Total applications were nonetheless at one of the highest levels seen since early June, with borrowers still eager to take advantage of the federal first-time home buyer tax credit before the program closes at the end of November.

Borrowing costs stayed relatively low. Average 30-year loan rates rose 0.06 percentage point to 5.08 percent last week, up from the record low 4.61 percent in March, but down from 5.82 percent a year ago, the industry group said.

For a related chart of mortgage rates, right click on the code: aUSMBAMLR and select Related Graph.

The seasonally adjusted mortgage applications index fell 8.6 percent in the week ended September 11 to 592.8, driven by a 10.3 percent drop in its purchase applications index and a 7.4 percent slide in refinancing demand.

These figures were adjusted to account for Labor Day.

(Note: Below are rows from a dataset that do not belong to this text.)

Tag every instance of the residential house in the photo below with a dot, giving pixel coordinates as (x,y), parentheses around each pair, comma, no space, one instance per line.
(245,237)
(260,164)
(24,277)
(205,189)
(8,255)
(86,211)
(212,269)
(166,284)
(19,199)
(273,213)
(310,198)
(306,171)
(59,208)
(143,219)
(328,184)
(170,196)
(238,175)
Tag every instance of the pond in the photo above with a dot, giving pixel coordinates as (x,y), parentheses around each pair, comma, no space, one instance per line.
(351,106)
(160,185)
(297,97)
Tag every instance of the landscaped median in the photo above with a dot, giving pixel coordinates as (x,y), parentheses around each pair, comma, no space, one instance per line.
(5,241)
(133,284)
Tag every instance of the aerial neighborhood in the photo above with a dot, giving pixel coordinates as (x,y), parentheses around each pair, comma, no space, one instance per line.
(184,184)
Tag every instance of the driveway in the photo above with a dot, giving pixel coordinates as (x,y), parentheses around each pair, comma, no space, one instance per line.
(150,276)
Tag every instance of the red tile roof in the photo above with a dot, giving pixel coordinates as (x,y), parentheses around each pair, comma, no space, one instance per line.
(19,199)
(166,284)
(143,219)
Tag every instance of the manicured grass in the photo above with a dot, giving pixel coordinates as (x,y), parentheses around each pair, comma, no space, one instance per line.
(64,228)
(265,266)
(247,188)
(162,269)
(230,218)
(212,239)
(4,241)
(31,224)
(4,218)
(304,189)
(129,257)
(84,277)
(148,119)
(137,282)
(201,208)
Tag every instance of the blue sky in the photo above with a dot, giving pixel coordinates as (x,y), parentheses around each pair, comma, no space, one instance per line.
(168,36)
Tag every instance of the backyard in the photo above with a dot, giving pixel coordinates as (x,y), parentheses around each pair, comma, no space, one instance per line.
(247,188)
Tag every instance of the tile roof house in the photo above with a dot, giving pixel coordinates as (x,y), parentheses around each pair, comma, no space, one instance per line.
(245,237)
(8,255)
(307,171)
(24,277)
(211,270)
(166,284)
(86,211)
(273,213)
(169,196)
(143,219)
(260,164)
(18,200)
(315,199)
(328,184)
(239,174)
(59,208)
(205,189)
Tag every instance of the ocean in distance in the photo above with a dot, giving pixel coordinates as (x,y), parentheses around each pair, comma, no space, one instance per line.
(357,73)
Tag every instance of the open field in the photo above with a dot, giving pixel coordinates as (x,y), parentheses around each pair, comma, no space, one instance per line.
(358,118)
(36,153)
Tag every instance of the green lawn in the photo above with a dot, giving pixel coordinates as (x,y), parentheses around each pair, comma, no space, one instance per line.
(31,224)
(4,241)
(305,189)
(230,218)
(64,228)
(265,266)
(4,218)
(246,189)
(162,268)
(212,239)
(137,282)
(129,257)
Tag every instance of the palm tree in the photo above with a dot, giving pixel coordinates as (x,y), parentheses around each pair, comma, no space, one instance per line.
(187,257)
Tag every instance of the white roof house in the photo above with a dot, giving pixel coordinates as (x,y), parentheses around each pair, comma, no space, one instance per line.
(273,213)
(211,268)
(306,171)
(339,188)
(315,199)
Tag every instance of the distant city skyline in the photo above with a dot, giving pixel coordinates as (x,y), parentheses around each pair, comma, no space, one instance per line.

Low borrowing costs and the final push for the first-time buyer credit have stirred demand, but the upside is limited by a supply of unsold homes inflated by foreclosures, industry executives and economists said.

We still have a lot of inventory in the marketplace and that is continuing to put pressure on pricing, but pricing has come down to a level that has really opened the marketplace to a lot more buyers, said Tom Kunz, chief executive of Century 2 Real Estate in Parsippany, New Jersey.

But there is not enough momentum from repeat buyers, including those selling homes to move-up to larger ones, to sustain the housing boost from first-time buyers, he said.

We need to stimulate the move-up marketplace because there's too much inventory out there, for first-time buyers to absorb, said Kunz.

The real estate industry is pressing Congress to extend the tax credit to all buyers and increase the size to $15,000 from $8,000. Qualified buyers must close on their loans before November 30 under the current program.

The housing recovery will be constrained by lingering excess supply, Joshua Feinman, chief economist at Deutsche Bank's DB Advisors, said in a report. The scars from this crisis will likely keep households and financial intermediaries cautious for some time.

Federal Reserve Chairman Ben Bernanke on Tuesday said that the worst recession since the Great Depression was probably over, but the recovery would be slow and it would take time to create new jobs. To read story, click on [ID:nN1523355].

That would be good news for housing in that the Fed is expected to keep interest rates low for an extended period to bolster the economy,

But a 26-year high in unemployment and wage cuts have added to the hardships in housing, forcing many homeowners into foreclosure.

 Job loss and underemployment spread the pain in housing from the subprime sector, where borrowers often only could afford initial payments with exotic and risky adjustable-rate loans, to prime borrowers that favor fixed-rate mortgages.

For the first eight months of the year, 69 percent of homeowners who turned to national nonprofit Consumer Credit Counseling Service of Greater Atlanta for foreclosure prevention help had fixed-rate loans. That was up from 53 percent in the same period last year.